“Dermanım kalmadı. İnsanlar için çalışırken kendimden bir parça feda ediyorum. Artık tükeniyorum. Bir kere, bana, hasta gibi bakmasalar olmaz mı? Aramızda dağlar kadar fark yok, birbirimizi anlayabiliriz, eminim. Bir kere de ben anlatayım onlara yaşadıklarımı. Durun, kaçmayın hemen işinizi halledip. Benim de anlatacaklarım var size. O da gitti. ‘Sıradaki lütfen.’
Ne bekliyorsunuz benden? Sihirbaz değilim ki; ‘Hokus pokus, işte iyileştin.’ diyeyim. İsa değilim ki ben, sizi tekrar diriltebileyim.

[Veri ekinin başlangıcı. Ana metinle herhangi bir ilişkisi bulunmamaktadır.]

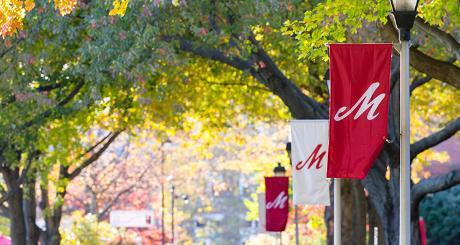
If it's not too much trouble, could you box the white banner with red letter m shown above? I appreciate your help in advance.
[291,120,330,205]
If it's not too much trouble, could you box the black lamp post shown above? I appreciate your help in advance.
[390,0,418,245]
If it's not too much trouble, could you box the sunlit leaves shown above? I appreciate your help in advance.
[283,0,389,60]
[109,0,129,16]
[0,0,26,37]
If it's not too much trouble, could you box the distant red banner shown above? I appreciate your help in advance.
[327,44,392,179]
[265,177,289,231]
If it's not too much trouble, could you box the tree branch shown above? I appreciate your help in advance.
[411,169,460,218]
[410,117,460,161]
[66,130,123,180]
[19,82,84,129]
[414,17,460,60]
[205,82,271,92]
[162,36,328,119]
[380,20,460,88]
[162,36,254,71]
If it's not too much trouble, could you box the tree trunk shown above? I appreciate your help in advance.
[2,167,27,245]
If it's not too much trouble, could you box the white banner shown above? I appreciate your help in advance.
[291,120,330,205]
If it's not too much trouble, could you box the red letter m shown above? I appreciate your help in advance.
[295,144,326,170]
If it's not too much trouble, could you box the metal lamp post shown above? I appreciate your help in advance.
[171,185,188,244]
[390,0,418,245]
[286,142,299,245]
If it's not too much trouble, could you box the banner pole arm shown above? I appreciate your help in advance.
[334,179,342,245]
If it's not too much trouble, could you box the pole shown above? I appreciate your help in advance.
[334,179,342,245]
[294,205,299,245]
[171,186,176,244]
[161,155,165,245]
[399,40,410,245]
[374,226,379,245]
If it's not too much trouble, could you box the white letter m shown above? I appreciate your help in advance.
[334,82,385,121]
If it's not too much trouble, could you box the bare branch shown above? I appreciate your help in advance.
[414,17,460,60]
[380,20,460,88]
[19,82,84,129]
[205,82,271,92]
[410,117,460,161]
[162,36,254,71]
[66,130,123,180]
[411,169,460,218]
[75,132,113,161]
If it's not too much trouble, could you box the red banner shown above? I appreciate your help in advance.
[327,44,392,179]
[265,177,289,231]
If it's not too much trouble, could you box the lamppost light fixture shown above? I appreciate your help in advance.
[273,163,286,176]
[390,0,419,41]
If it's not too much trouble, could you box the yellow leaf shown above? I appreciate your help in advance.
[24,0,35,12]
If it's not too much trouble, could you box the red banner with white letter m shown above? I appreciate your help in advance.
[265,177,289,231]
[327,44,392,179]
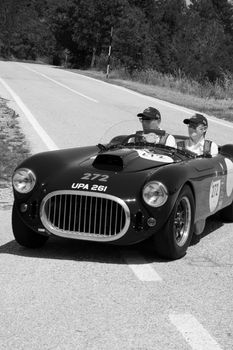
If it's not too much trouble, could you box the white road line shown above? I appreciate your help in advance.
[17,63,99,103]
[169,314,221,350]
[0,78,58,151]
[122,249,162,282]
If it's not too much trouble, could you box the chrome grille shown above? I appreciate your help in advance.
[40,190,130,241]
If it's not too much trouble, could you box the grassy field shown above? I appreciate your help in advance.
[0,97,30,191]
[68,69,233,122]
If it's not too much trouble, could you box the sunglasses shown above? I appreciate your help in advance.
[139,118,158,122]
[188,123,206,130]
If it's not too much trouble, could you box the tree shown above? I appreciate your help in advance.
[113,6,148,74]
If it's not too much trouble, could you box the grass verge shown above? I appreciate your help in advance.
[66,69,233,122]
[0,97,30,191]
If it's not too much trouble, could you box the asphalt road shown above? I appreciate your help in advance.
[0,62,233,350]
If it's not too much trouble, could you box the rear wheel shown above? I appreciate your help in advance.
[12,203,48,248]
[152,186,194,259]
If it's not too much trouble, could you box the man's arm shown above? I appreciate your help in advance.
[165,135,177,148]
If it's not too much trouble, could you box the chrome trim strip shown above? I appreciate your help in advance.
[40,190,130,242]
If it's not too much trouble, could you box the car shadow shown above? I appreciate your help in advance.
[0,236,165,265]
[190,213,224,246]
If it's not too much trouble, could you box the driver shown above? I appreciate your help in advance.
[178,113,218,156]
[137,107,176,148]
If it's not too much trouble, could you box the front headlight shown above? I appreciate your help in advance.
[142,181,168,208]
[12,168,36,193]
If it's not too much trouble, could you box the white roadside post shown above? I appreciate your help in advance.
[106,27,113,79]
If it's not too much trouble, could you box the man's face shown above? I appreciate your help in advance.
[140,118,160,132]
[188,123,206,141]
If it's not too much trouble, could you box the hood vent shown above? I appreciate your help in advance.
[93,153,124,171]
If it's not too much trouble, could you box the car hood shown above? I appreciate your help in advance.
[16,146,174,197]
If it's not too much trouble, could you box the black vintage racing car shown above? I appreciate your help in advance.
[12,126,233,259]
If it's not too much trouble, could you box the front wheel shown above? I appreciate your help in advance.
[220,202,233,222]
[12,203,48,248]
[152,186,195,260]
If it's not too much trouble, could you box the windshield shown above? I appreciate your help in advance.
[99,120,196,158]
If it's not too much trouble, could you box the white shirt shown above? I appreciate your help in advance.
[185,138,218,156]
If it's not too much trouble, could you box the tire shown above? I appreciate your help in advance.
[220,202,233,222]
[152,186,195,260]
[12,203,48,248]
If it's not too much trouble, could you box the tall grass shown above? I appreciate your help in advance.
[108,69,233,100]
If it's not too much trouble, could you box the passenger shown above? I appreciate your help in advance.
[137,107,176,148]
[177,113,218,156]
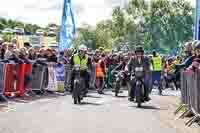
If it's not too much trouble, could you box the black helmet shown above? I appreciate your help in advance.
[135,46,144,52]
[152,50,156,55]
[194,42,200,50]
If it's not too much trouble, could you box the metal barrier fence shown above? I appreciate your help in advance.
[0,63,55,102]
[175,70,200,126]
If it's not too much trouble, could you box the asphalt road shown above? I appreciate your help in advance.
[0,91,198,133]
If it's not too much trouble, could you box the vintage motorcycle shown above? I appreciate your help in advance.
[113,71,124,97]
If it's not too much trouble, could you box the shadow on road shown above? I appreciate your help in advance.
[81,102,102,106]
[8,93,59,103]
[116,95,128,98]
[87,95,102,98]
[130,105,166,110]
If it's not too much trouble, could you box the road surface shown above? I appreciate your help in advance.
[0,91,199,133]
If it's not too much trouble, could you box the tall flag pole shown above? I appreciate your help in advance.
[59,0,76,51]
[194,0,200,40]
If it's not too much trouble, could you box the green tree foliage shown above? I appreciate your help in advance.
[0,18,41,33]
[72,0,194,53]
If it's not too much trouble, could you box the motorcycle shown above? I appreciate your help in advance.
[113,71,124,97]
[72,65,84,104]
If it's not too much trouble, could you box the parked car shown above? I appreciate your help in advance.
[2,28,13,34]
[36,29,45,36]
[48,31,57,37]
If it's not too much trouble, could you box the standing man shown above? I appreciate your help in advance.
[125,46,150,101]
[96,54,106,94]
[64,48,72,92]
[151,51,162,95]
[71,44,92,95]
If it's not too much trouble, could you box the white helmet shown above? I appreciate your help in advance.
[78,44,87,51]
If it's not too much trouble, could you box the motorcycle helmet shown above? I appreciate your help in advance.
[194,41,200,50]
[135,46,144,53]
[184,42,193,52]
[78,44,87,52]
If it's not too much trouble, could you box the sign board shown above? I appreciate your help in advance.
[29,36,43,46]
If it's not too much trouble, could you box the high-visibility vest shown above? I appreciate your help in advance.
[73,54,88,70]
[96,60,105,77]
[152,56,162,71]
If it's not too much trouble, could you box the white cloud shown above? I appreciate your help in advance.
[0,0,195,26]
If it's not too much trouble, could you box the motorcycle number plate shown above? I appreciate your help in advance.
[135,67,144,72]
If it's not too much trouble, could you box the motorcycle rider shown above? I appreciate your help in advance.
[151,51,162,95]
[111,54,130,90]
[71,44,92,95]
[126,46,150,101]
[64,48,72,92]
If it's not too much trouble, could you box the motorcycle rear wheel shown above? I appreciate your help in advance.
[137,102,142,108]
[78,97,81,104]
[74,98,77,104]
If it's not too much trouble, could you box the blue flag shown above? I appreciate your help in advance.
[59,0,76,51]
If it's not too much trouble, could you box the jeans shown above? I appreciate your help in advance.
[64,64,72,91]
[130,76,150,98]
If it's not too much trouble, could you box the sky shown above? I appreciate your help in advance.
[0,0,196,27]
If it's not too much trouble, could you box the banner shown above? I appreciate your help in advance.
[59,0,75,51]
[16,36,24,48]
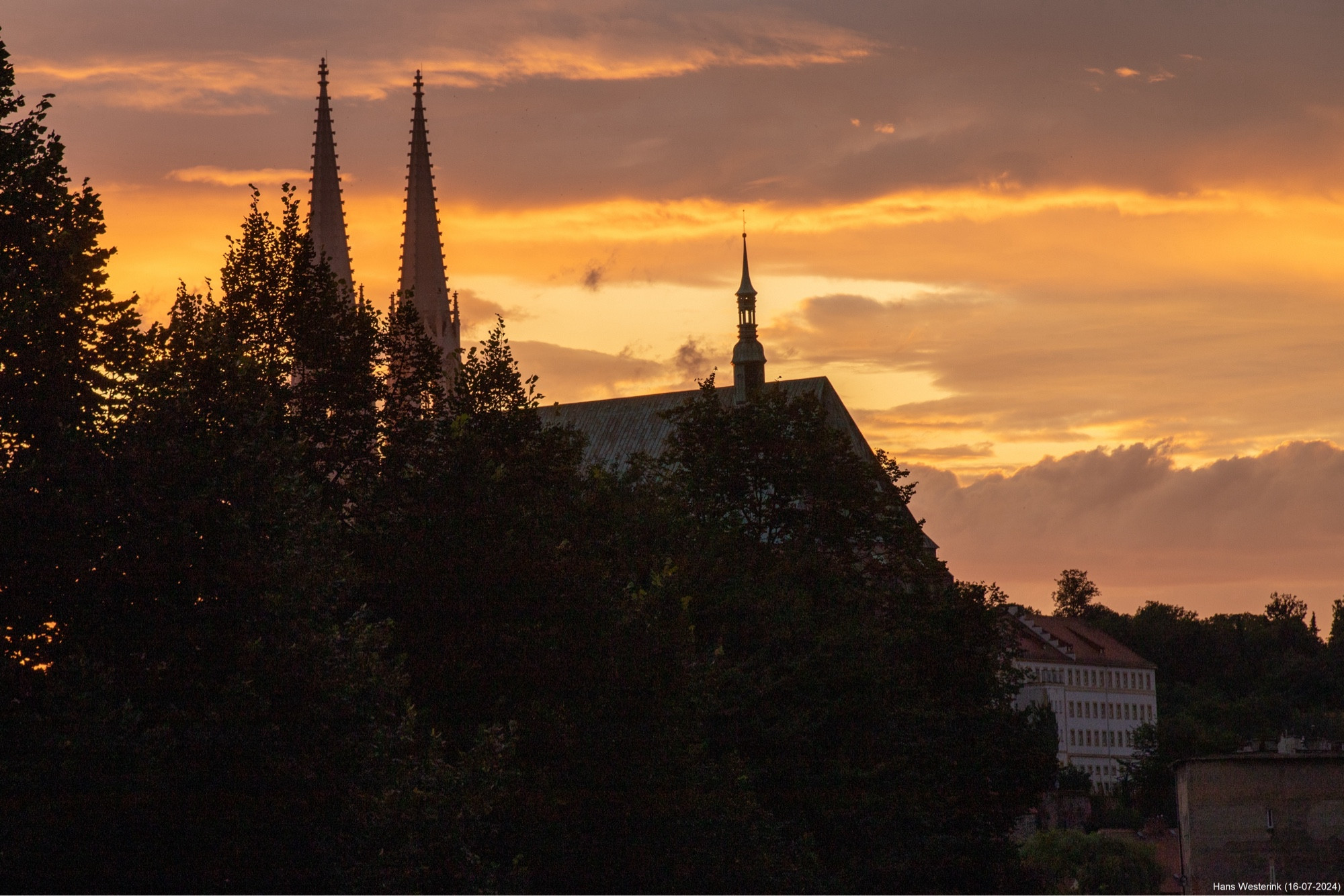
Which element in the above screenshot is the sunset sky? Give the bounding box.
[10,0,1344,627]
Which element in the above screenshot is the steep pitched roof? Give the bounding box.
[542,376,872,466]
[1012,613,1157,669]
[542,376,938,551]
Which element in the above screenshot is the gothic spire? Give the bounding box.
[401,71,461,375]
[308,56,355,296]
[732,230,765,403]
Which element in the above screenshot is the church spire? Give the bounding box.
[308,56,355,296]
[732,230,765,403]
[401,71,461,376]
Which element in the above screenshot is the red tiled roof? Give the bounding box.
[1017,614,1157,669]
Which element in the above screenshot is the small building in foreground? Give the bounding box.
[1008,606,1157,793]
[1175,750,1344,893]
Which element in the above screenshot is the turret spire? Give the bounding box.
[732,228,765,403]
[308,56,355,297]
[401,71,461,377]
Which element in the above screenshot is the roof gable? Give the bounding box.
[540,376,872,466]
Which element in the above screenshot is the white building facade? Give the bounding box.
[1008,607,1157,793]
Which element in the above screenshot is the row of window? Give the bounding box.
[1032,666,1153,690]
[1068,700,1153,721]
[1068,728,1134,747]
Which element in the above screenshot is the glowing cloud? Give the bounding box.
[168,165,310,187]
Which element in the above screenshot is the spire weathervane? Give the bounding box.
[308,56,355,298]
[732,228,765,403]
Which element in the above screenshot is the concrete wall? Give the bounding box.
[1176,754,1344,893]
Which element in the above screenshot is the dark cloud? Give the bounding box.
[512,340,665,402]
[672,339,718,382]
[763,286,1344,455]
[579,262,606,293]
[911,442,1344,618]
[13,0,1344,204]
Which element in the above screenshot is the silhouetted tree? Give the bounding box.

Hatta ben sizden daha hastayım. Siz beni iyileştirmeyi deneyin bir kere. ‘Nasılsın’ diyebilirsiniz mesela. Kusura bakmayın biraz zorluyorum sizi ama benim için bundan daha kolayı yok malesef. Neyse, devam edelim. ‘Geçmiş olsun, şikayetiniz neydi?’ Ne güzel bir cümle değil mi sizin için? Benden duymak istediğiniz tek cümle bu olsa gerek…
Sayın hasta ve çok değerli hasta yakınları size bir miktar katlanabilirim. Çünkü ben istedim bunu. Ama üstümden gelen baskı dayanılacak seviyede değil. Bana bunu yapanların hepsi korkak, iktidar açlığı çeken, kendini tatmin etmek için bana istediğini yapabileceğini zanneden narsist kişilikli insanlar. Daha ne kadar sayabilirim ki? Ne yapabileceğimi de bilmiyorum. Saatler bekle bekle geçmiyor. Sanki sona yaklaşıyorum. ‘Merhaba hocam, nasılsınız?’
Çığlıklarım yastığa sıkılmış bir kurşun gibi, bir tek ben duyuyorum. Herkes kendi derdinde boğulmuş, yaşamaktan pahalı ne var bu dünyada sanki? Uçurumun kenarındayım ve kimsenin umurunda değil. ‘Peki hocam, hemen geliyorum.’
….
Ama bu son gidişim olacak.”
Artık el ele tutulmasını vakti geldi. Kimse hayatına hiçbir şey olmamış gibi devam edemez. Bu çıkmazdan çekin kurtarın onları. Uçurumun kenarında kimse yalnız kalmasın. Böylece binlerce insanın hayatını kurtarabilirsiniz.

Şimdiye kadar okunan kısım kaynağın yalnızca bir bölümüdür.